入れ歯専門医による入れ歯安定剤の選び方
入れ歯の調子があまり良くないので入れ歯安定剤を使っている、または使おうと考えている人もいることでしょう。市販の入れ歯安定剤にはさまざまなものがあります。いろいろありすぎて、自分に合った入れ歯安定剤がいまいち分からないという人も多いのではないかと思います。この機会に入れ歯安定剤の選び方、また使い方における注意点などについて知っておきましょう。
目次
入れ歯安定剤はどんな時に使う?
入れ歯安定剤は入れ歯の調子が悪い時に状況に応じて使用します。もちろん入れ歯の調子が良い時に使う必要は全くありません。入れ歯の不具合は主に、当たって痛い、外れてしまう、入れ歯と歯茎の間にものが入り込む、というようなものですが、このような不具合は入れ歯安定剤を使って、歯茎と入れ歯をより密着させることで改善できることが多いものです。

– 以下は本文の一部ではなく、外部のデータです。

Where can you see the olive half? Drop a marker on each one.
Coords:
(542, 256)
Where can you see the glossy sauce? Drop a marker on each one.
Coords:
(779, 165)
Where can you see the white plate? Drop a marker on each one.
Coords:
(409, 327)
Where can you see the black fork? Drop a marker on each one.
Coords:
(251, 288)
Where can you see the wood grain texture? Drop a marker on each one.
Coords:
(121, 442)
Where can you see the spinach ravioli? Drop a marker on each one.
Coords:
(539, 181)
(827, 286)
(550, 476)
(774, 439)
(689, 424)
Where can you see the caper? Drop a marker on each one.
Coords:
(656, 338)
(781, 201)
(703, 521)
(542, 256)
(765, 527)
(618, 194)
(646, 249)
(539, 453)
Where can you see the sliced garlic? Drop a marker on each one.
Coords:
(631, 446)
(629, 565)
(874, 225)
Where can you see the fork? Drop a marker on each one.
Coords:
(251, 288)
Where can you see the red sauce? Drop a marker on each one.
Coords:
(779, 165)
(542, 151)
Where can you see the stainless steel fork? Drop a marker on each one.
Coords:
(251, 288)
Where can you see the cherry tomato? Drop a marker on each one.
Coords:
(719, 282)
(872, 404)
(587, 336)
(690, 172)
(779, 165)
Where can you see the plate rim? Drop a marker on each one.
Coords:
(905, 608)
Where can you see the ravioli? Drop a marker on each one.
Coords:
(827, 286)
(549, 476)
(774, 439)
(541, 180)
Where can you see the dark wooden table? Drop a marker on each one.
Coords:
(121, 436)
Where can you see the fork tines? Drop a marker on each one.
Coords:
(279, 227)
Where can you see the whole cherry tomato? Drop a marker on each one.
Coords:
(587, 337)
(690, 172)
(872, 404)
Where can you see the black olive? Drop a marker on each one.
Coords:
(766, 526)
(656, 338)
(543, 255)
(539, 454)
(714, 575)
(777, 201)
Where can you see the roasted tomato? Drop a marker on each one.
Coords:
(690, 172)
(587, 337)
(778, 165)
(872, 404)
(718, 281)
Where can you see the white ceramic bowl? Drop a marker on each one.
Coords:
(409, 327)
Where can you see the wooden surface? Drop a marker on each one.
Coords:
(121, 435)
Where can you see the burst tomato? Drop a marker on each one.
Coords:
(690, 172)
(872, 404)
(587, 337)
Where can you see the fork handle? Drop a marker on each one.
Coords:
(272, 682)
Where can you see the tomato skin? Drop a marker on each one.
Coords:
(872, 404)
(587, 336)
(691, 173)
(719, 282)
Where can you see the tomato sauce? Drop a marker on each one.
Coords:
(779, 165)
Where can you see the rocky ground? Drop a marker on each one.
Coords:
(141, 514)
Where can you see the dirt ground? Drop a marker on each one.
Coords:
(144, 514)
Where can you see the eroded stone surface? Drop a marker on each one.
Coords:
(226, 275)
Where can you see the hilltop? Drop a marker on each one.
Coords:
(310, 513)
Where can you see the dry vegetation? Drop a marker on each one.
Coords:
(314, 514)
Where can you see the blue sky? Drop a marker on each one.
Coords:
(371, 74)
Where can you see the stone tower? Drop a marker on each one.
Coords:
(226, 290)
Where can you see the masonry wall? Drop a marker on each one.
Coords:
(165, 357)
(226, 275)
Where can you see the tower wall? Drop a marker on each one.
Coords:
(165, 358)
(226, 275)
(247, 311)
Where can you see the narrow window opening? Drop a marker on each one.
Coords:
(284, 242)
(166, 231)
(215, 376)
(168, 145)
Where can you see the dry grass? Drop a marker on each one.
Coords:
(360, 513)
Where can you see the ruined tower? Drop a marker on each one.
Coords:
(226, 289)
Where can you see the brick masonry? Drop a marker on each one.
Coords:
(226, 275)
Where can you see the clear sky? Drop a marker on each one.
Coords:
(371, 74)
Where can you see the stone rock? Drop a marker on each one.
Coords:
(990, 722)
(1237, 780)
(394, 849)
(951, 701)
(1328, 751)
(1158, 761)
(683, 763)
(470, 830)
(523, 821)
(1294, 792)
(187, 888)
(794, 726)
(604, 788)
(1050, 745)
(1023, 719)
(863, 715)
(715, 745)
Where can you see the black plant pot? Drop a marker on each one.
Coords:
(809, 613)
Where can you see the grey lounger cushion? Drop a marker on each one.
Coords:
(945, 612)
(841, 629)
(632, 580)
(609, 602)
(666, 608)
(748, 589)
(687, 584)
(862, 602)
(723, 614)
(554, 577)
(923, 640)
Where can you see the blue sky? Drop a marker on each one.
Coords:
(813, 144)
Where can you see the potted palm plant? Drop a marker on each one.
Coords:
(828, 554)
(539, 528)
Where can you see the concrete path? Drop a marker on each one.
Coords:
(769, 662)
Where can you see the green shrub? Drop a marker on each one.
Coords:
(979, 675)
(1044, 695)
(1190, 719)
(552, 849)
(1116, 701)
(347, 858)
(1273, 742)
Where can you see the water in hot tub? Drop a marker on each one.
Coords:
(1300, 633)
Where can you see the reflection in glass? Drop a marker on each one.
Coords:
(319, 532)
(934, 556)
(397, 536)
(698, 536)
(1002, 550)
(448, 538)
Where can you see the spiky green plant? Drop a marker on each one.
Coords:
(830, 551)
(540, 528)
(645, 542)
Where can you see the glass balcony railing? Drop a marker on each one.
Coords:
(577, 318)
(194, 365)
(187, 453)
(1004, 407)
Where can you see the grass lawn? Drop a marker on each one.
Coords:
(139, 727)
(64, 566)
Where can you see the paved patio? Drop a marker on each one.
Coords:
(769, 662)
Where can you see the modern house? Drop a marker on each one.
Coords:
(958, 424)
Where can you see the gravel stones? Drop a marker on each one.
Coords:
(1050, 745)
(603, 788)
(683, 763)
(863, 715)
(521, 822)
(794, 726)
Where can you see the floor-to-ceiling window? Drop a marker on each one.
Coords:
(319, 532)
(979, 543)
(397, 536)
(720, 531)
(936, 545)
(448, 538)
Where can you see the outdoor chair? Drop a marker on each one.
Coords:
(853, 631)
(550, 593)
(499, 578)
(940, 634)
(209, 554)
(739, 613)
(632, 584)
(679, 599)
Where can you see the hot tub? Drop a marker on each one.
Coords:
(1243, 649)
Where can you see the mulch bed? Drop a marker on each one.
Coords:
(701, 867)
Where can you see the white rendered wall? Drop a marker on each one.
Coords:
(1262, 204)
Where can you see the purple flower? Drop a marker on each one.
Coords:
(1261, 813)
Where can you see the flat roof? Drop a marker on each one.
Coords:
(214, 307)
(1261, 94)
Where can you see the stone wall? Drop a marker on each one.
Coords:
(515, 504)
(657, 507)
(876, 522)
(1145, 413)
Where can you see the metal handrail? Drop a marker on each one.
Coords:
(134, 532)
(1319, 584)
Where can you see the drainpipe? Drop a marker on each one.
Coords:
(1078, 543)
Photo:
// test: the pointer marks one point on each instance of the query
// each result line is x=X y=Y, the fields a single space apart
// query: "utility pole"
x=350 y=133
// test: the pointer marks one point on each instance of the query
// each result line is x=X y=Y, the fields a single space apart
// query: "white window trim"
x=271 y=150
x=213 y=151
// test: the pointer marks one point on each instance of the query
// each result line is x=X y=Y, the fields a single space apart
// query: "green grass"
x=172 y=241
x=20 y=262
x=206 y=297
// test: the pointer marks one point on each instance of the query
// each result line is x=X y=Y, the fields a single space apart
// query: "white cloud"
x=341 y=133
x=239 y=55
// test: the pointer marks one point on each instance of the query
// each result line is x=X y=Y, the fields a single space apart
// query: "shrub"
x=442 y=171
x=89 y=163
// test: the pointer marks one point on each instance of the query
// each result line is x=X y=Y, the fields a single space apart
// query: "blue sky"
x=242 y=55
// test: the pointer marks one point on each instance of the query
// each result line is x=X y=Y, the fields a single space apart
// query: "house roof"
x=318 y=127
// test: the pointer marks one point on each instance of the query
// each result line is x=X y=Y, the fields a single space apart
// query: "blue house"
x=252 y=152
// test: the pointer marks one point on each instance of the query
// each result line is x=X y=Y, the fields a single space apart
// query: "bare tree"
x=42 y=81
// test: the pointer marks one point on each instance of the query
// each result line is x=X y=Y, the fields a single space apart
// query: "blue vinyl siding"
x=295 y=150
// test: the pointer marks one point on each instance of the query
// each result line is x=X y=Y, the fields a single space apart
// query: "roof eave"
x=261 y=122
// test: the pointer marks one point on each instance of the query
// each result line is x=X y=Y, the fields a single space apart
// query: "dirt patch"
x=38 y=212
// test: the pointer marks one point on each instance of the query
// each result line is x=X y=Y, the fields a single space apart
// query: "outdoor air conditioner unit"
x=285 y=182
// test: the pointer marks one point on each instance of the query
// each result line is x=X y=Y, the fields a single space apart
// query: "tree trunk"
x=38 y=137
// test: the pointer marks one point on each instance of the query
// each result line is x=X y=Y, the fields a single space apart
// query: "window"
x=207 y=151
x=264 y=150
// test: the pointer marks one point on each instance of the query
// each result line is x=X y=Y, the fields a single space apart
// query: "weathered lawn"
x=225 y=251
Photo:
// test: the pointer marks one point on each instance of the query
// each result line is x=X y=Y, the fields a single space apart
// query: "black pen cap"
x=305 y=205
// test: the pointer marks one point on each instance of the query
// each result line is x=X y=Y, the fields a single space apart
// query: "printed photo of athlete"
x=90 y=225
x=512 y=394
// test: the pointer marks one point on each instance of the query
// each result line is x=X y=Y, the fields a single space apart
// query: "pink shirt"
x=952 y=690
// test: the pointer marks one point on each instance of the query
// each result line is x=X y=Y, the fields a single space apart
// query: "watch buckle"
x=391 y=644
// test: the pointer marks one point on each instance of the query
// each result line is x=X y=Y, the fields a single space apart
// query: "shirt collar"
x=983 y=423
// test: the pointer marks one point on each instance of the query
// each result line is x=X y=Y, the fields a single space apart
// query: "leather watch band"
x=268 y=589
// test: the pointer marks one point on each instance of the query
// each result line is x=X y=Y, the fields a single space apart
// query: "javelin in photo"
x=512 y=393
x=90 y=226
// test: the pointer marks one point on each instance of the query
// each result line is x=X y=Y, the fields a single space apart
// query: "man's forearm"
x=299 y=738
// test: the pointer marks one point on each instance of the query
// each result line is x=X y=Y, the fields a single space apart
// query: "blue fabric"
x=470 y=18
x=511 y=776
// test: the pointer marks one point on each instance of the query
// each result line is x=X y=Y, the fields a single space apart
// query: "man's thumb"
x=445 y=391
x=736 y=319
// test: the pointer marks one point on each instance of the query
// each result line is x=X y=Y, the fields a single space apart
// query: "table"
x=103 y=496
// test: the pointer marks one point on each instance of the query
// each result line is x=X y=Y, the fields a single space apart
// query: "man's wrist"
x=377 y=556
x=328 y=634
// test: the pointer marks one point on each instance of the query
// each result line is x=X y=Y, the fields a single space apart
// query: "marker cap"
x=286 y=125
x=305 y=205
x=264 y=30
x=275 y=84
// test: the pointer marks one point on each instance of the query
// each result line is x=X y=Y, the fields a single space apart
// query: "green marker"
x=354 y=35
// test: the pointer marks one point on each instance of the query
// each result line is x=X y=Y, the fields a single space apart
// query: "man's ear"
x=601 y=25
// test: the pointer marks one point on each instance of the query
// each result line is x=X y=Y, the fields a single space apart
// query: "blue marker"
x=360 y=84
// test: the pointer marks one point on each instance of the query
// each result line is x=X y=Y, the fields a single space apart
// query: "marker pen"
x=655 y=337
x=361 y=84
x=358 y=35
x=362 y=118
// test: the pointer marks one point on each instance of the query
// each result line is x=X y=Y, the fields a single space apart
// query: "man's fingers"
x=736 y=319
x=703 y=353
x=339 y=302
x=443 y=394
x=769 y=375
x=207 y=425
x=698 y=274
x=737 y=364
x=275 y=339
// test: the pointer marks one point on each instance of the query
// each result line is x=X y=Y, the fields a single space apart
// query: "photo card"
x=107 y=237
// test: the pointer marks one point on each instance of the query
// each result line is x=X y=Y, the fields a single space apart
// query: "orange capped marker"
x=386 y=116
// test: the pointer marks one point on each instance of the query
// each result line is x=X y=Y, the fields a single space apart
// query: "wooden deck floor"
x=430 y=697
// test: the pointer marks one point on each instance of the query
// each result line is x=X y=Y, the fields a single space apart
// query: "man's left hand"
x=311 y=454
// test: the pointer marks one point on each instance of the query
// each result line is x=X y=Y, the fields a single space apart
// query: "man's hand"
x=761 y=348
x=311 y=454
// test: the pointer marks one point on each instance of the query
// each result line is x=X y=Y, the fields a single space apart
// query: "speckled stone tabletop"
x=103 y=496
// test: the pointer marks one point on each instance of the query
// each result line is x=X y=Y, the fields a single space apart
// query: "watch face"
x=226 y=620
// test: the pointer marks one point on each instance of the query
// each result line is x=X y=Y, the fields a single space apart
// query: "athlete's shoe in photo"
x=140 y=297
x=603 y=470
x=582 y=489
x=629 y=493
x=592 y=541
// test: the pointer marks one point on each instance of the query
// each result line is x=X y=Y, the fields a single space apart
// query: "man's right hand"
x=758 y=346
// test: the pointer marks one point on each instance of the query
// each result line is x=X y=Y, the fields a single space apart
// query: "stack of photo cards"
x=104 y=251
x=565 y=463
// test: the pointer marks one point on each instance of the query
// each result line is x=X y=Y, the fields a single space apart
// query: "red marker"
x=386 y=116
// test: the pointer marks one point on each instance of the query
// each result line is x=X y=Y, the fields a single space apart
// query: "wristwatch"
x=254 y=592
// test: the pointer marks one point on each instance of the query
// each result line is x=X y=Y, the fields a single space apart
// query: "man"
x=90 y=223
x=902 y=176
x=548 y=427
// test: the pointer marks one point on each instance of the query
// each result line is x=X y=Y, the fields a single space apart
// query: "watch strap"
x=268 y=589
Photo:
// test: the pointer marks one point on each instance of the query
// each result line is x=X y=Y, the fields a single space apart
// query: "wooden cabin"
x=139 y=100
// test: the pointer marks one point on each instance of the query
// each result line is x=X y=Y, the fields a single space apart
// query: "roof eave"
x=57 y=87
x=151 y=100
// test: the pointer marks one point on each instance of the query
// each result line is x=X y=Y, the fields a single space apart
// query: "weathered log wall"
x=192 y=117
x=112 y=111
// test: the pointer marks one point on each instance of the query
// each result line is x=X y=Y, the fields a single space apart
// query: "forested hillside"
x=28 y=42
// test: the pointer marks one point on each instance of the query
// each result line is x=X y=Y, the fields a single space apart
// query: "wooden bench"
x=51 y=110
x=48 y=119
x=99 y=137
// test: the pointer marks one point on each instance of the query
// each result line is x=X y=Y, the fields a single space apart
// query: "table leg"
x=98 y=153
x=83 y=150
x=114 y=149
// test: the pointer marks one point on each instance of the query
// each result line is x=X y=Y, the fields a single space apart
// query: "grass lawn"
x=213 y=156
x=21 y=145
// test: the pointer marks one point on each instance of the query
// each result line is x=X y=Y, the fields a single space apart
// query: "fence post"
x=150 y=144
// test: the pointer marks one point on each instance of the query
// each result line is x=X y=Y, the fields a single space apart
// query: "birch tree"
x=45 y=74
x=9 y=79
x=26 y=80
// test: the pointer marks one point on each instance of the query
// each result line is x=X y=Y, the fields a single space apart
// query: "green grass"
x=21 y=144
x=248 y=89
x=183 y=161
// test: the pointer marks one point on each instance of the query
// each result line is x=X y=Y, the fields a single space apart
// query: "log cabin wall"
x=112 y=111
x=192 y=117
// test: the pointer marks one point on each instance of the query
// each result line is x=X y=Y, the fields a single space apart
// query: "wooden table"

ただし、もちろん入れ歯安定剤をずっと使い続けるというのは好ましくなく、不具合は歯医者で調整をするなど、根本的に問題を解決する必要があります。そのため、入れ歯安定剤はあくまでも歯医者に行けないような場合に、一時的に入れ歯を安定させる用途で使うもの、ということを覚えておきましょう。
入れ歯安定剤のタイプとそれぞれの特徴
入れ歯安定剤のタイプはまず、くっつける方式として、粘着タイプとクッションタイプに分けられます。そして粘着タイプはさらに、粉末タイプ、クリームタイプ、テープタイプに分けられます。
粘着タイプ
粘着タイプは歯茎と入れ歯の隙間がそれほどない場合に向いています。唾液などの水分と混ざると、糊のような粘着力を発揮します。保険のレジン床義歯、保険外の金属床義歯のいずれでも使用できます。
1.粉末タイプ(パウダータイプ)
入れ歯が濡れている状態のところにふりかけます。粉末のため薄く均等に広がり、違和感が少ないのが特徴です。使用後取り除くのが簡単です。
商品名
ポリグリップパウダー無添加(アース製薬)
新ファストン(ライオン)
2.クリームタイプ
チューブに入っている柔らかいクリーム状で、入れ歯の上にしぼり出します。指で広げなくても薄く均等に伸び、粘着力が大きく、長持ちするのが特徴です。入れ歯についたクリームは比較的簡単に取り除くことができますが、口の中についてしまったクリームはなかなか取りにくい場合があります。
商品名
新ポリグリップ(アース製薬)
タフグリップクリーム(小林製薬)
新ライオデント(ライオン)
3.テープタイプ(シートタイプ)
使用する目的は上の2つと同じですが、携帯用として便利で、使用方法も簡単です。水に濡らしてから入れ歯に貼って使用するため、水が必要です。欠点として、入れ歯の上で均等に広がらないことがあり、その結果噛み合わせがずれてしまうことがあります。
商品名
タッチコレクトⅡ(シオノギ製薬)
シーボンド(エーザイ)
クッションタイプ(ホームリライナー)
主に総入れ歯に用いられます。保険外の金属床には使えません。入れ歯と歯茎の間の隙間がある程度大きい場合に向いており、ゴムのようなクッションにより、歯茎と入れ歯の隙間を埋めて、陰圧にすることで吸着させます。粘着タイプに比べてベタつきが少ないため、汚れにくいですが、入れ歯から剥がしにくい傾向があります。また、均等に広がらないことがあり、使い続けることで噛み合わせがずれてしまったり、あごの骨が吸収して痩せてしまったり、あごの関節に異常が起こる場合があります。
商品名
タフグリップ(小林製薬)
ポリデント(アース製薬)
新ライオデント(ライオン)
クッションコレクト(シオノギ製薬)
コレクトソフトA(シオノギ製薬)
入れ歯安定剤を使う際に知っておきたいこと
入れ歯安定剤は即効で効果が出やすいことから、安易に使われがちです。しかし、合わない入れ歯を安定剤でだましだまし使い続けることによって、噛み合わせが狂ってしまうことがあります。その結果、あごの骨が急激に痩せてしまい、あごの骨が平らになって入れ歯が一生安定しなくなる場合もあります。また、使い続けることで細菌が繁殖し、義歯性口内炎や誤嚥性肺炎などを引き起こすリスクもあります。そのため、独断での長期的な使用は避けましょう。
まとめ
一般的に、歯科医師はあまり入れ歯安定剤に肯定的ではありません。それはぴったりと合った入れ歯を使っているならその必要はない、ということと、入れ歯安定剤を使い続けることでさらなる不具合が出る危険性を知っているからです。ただし、短期的に使う分には通常問題ありません。使用する際は歯医者に行くまでの一時的な使用にとどめておくようにしましょう。